In a monitoring dashboard, high disk usage will appear in the Disk Utilization % metric and look similar to the following:
Potential causes
Old data not being downsampled
InfluxDB uses retention policies and continuous queries to downsample older data and preserve disk space. If using an infinite retention policy or one with a lengthy duration, high resolution data will use more and more disk space.
Log data not being dropped
Log data is incredibly useful in your monitoring solution, but can also require more disk space than other types of time series data. Many times, log data is stored in an infinite retention policy (the default retention policy duration), meaning it never gets dropped. This will inevitably lead to high disk utilization.
Solutions
Remove unnecessary data
The simplest solution to high disk utilization is removing old or unnecessary data. This can be done by brute force (deleting/dropping data) or in a more graceful manner by tuning the duration of your retention policies and adjusting the downsampling rates in your continuous queries.
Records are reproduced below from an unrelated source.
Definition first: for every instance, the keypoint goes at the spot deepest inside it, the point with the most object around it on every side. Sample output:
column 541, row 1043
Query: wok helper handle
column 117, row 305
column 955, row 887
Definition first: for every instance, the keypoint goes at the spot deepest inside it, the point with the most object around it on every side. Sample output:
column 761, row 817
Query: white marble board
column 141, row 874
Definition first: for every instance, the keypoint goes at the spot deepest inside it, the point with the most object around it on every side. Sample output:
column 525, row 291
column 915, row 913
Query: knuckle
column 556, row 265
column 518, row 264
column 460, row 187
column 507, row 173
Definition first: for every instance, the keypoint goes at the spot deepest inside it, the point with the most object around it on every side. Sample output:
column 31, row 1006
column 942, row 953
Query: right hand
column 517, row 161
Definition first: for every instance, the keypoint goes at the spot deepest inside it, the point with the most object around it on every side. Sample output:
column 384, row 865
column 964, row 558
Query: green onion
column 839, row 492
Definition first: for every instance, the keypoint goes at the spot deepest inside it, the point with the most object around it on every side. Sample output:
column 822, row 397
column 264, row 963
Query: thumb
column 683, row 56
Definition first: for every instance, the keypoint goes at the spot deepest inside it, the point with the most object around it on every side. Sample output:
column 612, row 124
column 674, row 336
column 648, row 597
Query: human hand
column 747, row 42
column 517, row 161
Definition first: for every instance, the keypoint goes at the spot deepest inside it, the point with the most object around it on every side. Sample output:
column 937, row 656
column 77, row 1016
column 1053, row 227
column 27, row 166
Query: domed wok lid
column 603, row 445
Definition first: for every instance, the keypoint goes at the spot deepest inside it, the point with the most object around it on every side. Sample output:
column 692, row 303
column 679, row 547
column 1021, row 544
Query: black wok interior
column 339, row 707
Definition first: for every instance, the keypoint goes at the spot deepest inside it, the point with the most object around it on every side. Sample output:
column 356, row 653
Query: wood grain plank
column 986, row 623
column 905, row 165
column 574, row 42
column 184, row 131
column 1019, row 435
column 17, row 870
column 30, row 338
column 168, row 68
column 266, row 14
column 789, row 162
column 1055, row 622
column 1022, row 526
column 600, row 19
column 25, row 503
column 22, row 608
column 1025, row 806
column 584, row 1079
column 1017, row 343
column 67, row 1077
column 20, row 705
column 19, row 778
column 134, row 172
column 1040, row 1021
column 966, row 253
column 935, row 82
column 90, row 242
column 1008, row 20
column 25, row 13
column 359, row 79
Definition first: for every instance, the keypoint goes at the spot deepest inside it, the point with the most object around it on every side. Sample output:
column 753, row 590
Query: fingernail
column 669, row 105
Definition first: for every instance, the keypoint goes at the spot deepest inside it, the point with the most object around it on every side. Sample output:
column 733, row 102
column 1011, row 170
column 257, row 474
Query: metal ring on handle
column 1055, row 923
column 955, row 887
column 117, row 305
Log data retention policies
Log data should only be stored in a finite retention policy. The duration of your retention policy is determined by how long you want to keep log data around.
Whether or not you use a continuous query to downsample log data at the end of its retention period is up to you, but old log data should either be downsampled or dropped altogether.
Scale your machine’s disk capacity
If removing or downsampling data isn’t an option, you can always scale your machine’s disk capacity. How this is done depends on your hardware or virtualization configuration and is not covered in this documentation.
Recommendations
Set up a disk usage alert
To preempt disk utilization issues, create a task that alerts you if disk usage crosses certain thresholds. The example TICKscript below sets warning and critical disk usage thresholds and sends a message to Slack whenever those thresholds are crossed.
For information about Kapacitor tasks and alerts, see the Kapacitor alerts documentation.
Example TICKscript alert for disk usage
// Disk usage alerts
// Alert when disks are this % full
var warn_threshold = 80
var crit_threshold = 90
// Use a larger period here, as the telegraf data can be a little late
// if the server is under load.
var period = 10m
// How often to query for the period.
var every = 20m
var data = batch
|query('''
SELECT last(used_percent) FROM "telegraf"."default".disk
WHERE ("path" = '/influxdb/conf' or "path" = '/')
''')
.period(period)
.every(every)
.groupBy('host', 'path')
data
|alert()
.id('Alert: Disk Usage, Host: {{ index .Tags "host" }}, Path: {{ index .Tags "path" }}')
.warn(lambda: "last" > warn_threshold)
.message('{{ .ID }}, Used Percent: {{ index .Fields "last" | printf "%0.0f" }}%')
.details('')
.stateChangesOnly()
.slack()
data
|alert()
.id('Alert: Disk Usage, Host: {{ index .Tags "host" }}, Path: {{ index .Tags "path" }}')
.crit(lambda: "last" > crit_threshold)
.message('{{ .ID }}, Used Percent: {{ index .Fields "last" | printf "%0.0f" }}%')
.details('')
.slack()